Setelah Budi mengantar Mira ke rumahnya, dengan membawa bunga dan jajanan seadanya. Ia berbicara kepada Ayah Mira. Ia ingin segera menikahi Mira. Namun Ayahnya tak menerima, ia beranggapan bahwa Mira terlalu muda untuk dinikahi. Pernyataan itu membuat Budi sangat kecewa. Ia tak dapat berbicara apa-apa lagi. Jantungnya berdetak begitu cepat. Seketika pandangan Budi kabur, seperti gelap tiba-tiba. Kemudian ia tersentak, mendapati dirinya dengan selimut dan wanita tua di sampingnya sedang tertidur pulas.

Jember, 20 Mei 2015

By Angin Pendiam

Amarah ~ FlashFiction

Suasana hening setelah Ayah bertengkar dengan Ibu. Aku duduk terdiam di kamar mendengar kesunyiannya begitu lebat. Lima menit setelah kejadian, Ayah pergi ke kamar mandi.
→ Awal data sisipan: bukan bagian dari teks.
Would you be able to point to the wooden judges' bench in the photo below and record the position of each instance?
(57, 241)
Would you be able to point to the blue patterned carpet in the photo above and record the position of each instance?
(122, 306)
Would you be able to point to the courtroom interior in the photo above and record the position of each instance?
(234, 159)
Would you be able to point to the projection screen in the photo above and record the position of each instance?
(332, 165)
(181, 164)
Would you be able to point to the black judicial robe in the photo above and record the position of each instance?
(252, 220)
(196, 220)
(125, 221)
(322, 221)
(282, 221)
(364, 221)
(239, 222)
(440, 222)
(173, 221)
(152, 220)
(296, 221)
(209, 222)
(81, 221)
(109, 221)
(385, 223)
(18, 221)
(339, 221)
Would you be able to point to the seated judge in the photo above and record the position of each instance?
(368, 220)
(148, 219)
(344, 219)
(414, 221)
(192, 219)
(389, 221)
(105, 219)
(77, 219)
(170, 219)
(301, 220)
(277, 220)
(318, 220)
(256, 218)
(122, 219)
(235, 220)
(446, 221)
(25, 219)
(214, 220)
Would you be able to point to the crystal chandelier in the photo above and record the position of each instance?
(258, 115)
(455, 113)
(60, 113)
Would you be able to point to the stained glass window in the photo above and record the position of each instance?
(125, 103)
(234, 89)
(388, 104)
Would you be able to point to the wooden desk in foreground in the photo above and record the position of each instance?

Suara percikan air berulangkali terdengar. Cukup lama Ayah berdiam di sana, mungkin ia sedang meredakan amarahnya. Setelah itu Ayah keluar dengan wajah puas. Lalu menutup rapat pintunya.

Dua jam lamanya. Tidak ada yang berbicara di ruangan ini selama itu. Kudengar lirih-lirih suara di arah kamar mandi. Kudekati perlahan, kubuka pintu yang tertutup rapat itu. Kulihat seseorang, yang tak kukenal; terikat tubuhnya di dalam bak, tanduk dan ekornya patah.

Jember, 19 Mei 2015

By Angin Pendiam

Untuk Kirana bag. 2

Di pagi yang cemara bergegas menangkap mentari
Terlintas sebutir ingatan senyummu menari
Erat genggam ia tak lepas
Inginku berlama-lama hanyut tak lekas
Senyum itu menyala terang
Seperti sebuah siang; aku dapat melihatmu utuh tak terhalang
Di rindang pohon jalan menanti diriku datang.